Muse on two ipads

Posted in the Muse Discord (5 June 24)

Every time I click the three dots (usually to change the title or do the connector) and launch into the object versus get the menu,I wonder “what would Muse have evolved to if it didn’t have pointer/mouse affordances like this as a first interaction, but as a toggle-able feature.” Would this been as discoverable if it were a tap-hold menu (borrowing from iPadOS’s press-hold-wiggle that happens with icons on the Home Screen or the platform’s better understood (yet sometimes still hard to find) tap-hold menu? I don’t know… I want to assume differently.

This thinking goes some/much into the “I use Muse on iPads almost exclusively, and in portrait mode. So I’m looking thru a lens of its tap, touch, touch-hold, and multi-finger gestural framing.” Certainly not the shape of how Muse has evolved, nor am asking for different (yet). But, for this long-time user who came to it in a large degree because it was designed for iPads first, and molded after its interaction principles, I notice those bits. I want to assume that much about interactions in this (and similar) apps has moved beyond “two fingers and a tool” but (eh, not a knock) the three dots, the sidebar, the toggled-menu, etc feel like it hasn’t.

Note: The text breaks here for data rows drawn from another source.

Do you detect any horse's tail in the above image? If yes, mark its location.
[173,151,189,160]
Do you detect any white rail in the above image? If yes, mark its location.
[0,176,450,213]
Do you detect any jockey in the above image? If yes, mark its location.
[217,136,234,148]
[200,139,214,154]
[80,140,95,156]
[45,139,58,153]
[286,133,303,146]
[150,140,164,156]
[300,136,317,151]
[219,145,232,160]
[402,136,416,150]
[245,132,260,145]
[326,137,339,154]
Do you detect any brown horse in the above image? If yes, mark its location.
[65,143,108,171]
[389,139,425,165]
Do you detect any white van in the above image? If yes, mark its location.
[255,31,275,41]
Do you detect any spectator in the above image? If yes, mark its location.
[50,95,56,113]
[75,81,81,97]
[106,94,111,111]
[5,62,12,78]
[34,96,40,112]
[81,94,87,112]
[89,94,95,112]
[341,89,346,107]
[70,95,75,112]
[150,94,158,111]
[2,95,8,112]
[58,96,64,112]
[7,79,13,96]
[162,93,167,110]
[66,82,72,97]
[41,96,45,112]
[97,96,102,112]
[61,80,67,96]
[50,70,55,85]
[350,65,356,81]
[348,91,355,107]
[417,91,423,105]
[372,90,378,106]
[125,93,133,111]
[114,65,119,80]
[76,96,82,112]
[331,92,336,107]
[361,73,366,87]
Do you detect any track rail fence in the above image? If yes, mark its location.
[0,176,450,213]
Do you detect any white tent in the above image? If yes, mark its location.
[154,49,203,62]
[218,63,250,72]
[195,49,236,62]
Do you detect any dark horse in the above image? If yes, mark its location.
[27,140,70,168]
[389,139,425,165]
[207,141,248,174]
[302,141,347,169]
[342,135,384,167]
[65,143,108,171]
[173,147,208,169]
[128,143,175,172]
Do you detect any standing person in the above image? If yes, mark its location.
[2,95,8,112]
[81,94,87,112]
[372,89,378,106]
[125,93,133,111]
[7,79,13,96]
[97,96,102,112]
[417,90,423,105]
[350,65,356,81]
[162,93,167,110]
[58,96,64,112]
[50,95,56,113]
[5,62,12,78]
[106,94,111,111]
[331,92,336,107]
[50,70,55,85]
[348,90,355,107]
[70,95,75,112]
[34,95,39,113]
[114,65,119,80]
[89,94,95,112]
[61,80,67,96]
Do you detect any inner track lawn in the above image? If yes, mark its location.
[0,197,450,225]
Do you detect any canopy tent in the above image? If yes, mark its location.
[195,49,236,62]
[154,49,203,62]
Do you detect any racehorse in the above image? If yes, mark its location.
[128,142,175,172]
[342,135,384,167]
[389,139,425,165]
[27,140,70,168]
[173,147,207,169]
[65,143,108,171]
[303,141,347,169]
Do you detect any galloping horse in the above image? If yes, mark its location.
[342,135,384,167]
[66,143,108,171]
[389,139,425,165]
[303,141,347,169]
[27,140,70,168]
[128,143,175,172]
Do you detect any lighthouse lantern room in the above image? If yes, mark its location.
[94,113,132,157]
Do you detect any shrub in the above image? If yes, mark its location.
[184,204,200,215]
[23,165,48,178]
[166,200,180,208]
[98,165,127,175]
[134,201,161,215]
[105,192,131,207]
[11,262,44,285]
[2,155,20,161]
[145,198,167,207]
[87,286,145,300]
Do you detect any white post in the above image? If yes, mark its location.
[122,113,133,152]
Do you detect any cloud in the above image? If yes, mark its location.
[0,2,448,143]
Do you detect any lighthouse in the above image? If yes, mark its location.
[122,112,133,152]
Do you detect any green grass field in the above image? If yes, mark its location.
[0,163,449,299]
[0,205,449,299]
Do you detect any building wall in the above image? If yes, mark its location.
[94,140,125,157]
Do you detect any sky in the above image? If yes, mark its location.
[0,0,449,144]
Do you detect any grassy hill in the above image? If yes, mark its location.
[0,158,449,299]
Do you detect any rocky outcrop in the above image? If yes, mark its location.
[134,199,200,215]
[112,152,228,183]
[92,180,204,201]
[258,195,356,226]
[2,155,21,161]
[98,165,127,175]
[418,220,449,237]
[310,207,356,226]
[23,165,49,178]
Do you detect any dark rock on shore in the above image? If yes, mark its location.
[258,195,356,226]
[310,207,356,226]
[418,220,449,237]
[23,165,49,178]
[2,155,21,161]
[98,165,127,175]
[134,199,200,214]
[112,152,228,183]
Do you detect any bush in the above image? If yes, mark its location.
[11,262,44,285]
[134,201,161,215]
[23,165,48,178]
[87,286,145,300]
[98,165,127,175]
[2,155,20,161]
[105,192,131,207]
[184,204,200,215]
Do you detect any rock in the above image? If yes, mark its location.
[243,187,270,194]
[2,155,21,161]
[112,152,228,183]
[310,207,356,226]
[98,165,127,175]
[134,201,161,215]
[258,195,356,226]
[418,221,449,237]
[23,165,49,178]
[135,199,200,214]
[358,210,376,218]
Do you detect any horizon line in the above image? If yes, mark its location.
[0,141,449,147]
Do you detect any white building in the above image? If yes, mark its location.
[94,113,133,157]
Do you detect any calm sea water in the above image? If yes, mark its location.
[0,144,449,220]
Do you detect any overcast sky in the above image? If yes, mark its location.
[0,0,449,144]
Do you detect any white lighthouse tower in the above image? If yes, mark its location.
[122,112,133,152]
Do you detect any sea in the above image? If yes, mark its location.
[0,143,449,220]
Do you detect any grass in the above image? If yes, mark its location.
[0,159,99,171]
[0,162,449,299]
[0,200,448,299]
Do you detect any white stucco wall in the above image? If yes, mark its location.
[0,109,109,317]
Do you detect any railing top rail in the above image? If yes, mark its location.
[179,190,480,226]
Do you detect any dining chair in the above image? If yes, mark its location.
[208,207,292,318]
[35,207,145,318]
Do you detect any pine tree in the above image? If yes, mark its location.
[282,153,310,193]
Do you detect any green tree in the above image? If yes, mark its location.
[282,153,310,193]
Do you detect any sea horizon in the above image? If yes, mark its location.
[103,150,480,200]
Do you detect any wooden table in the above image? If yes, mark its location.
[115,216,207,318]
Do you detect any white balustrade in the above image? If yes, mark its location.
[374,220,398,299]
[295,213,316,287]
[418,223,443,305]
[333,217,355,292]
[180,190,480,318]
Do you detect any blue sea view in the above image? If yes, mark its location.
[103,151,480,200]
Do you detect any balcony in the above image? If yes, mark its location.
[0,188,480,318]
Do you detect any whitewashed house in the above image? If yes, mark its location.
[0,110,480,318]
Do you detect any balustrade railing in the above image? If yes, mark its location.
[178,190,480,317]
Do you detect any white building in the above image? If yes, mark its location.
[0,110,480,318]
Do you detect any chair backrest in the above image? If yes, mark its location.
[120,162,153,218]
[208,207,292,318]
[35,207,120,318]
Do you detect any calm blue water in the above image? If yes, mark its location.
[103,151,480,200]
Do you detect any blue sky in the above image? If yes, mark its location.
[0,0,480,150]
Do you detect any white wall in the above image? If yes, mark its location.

Again, not really asking for a feature. More making an observation. Some of us truly do want to use more of what our digits are capable of in these, but is such an affordance sustainable to the product overall 🤔

Additional Thoughts

Many years back, a company - Ink and Switch - looked to move the conversation about tablet computers from “consumption” to “contemplation.” - for various reasons I don’t say productivity as they might have, or as others do today. In looking at what a canvas is best for, there was an approach to a product where the outcome was grounded more in focused thinking than it was some handed-off artifact. If you will, the thinking was the product, and your coming to conclusions on how/why/when/etc to do something was intersection with other platforms and outcomes. In exploring this, Ink and Switch also opined on the utilization of all of one’s fingers and the capacity of hands to simply do more than touch and drag. It encapsulated much of how I already felt about computing - that is, direct input is much more powerful than indirect input - and they eventually pushed forward with what became Muse.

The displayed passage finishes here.